In the case of Zen you can safely assume a weighted mean between 4 and 6 upos/cycle, weighted by the uop cache hit/miss ratio. Because if there is a branch misprediction, the uops can still be taken on the uop cache, so if there is an hit, the throughput is still 6 uops/cycle.
You don't need the decoder again, except if the branch is in a never taken piece of code... But we are talking of loops here, right? Because a single path without loops has a negligible execution time, compared to loops of code and so in the total performance evaluation can be safely ignored. We are talking of program that take at least seconds to be executed, so piece of code executed only one time and first execution of a loop, were the uop cache probabily would miss, are a negligile fraction of the total execution time...
Well, even emulators have loops, and a bigger loop (the main, "evaluation", loop at least), but it doesn't mean that a uop cache can be of any benefit.
If you take a look at the main loop of an emulator, for example, you'll see a big (C-like) switch statement which usually is internally translated to an unconditional jump to a pointers table to execute the code of specific instructions. And so on with other switches for handling other cases, especially with more complex architectures to be emulated (x86 and 68K are primary examples, with the latter which is even more complicated due to 16-bit opcodes).
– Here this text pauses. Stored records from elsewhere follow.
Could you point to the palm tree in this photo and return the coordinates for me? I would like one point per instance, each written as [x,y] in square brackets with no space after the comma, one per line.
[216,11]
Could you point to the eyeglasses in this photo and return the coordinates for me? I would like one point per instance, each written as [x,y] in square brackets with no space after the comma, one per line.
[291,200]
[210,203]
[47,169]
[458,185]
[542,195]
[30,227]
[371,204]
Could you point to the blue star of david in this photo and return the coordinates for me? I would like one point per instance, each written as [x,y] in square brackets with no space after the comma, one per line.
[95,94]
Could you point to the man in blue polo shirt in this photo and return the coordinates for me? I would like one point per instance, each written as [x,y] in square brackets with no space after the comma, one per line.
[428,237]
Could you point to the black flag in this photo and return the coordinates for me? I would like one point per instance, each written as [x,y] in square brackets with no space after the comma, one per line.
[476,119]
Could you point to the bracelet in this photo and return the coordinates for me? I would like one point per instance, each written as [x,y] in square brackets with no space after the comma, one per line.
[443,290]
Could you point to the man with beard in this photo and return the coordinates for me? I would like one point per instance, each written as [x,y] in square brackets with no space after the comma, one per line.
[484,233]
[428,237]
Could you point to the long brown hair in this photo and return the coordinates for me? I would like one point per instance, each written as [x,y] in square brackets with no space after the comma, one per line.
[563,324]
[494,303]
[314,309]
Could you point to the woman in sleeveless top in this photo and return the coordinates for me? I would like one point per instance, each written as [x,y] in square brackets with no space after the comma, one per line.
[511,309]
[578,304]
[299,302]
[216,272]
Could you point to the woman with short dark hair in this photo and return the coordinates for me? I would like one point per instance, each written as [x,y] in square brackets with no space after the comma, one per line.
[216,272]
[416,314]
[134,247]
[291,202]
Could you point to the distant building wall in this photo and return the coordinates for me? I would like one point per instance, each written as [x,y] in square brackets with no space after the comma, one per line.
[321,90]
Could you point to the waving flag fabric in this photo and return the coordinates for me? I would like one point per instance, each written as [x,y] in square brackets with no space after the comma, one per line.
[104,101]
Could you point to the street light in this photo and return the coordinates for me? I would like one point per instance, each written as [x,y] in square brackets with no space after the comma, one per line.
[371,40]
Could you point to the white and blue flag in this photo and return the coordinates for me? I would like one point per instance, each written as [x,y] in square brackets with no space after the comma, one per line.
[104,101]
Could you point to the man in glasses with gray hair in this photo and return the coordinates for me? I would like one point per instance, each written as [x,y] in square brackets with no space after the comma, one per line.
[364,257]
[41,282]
Virtual machines for programming languages have very similar behaviors.
Geez, 74 pages and 73 of them are special friends ELF and Cidimauro arguing about what "40%" means, as if that has any bearing on current zen performance whatsoever. Can we give these trolls their own thread to fill with this drivel? It's pedantic and totally unrelated to technology, it's also threadcrapping at this point.
Discussions about IPC are perfectly in-topic. Ignore them if you don't like, but don't invoke censorship.
And if you have problem with specific members here, there's an ignore list.
I expected 40% to be the minimum actually, and I have seen it quoted somewhere here, but when searching I could not find a direct reference, except:
First point suggests pretty clearly that 40% is with the SMT. Otherwise why list it under how the 40% IPC is gained?
Going off HotChips, I'd say it's IPC pretty clearly, and that means per core. Not 40% performance.
Sent from HTC 10
(Opinions are own)
The slide talks about core improvements, so I agree with you that it should be referred to SMT.
Which is obvious, considering how a core works (it commits instructions which come from ANY thread), and the definition of IPC.
And I still think that it's completely non-sense talking of "ST IPC", unless you are measuring a purely ST application (in which case they match): a MT application will use BOTH (in a SMT-2 design) hardware threads to achieve the goal, and so the core will execute/commit instructions of BOTH threads.
P.S. I know that, after the presentation, an AMD executive talked about "ST IPC" for the +40%.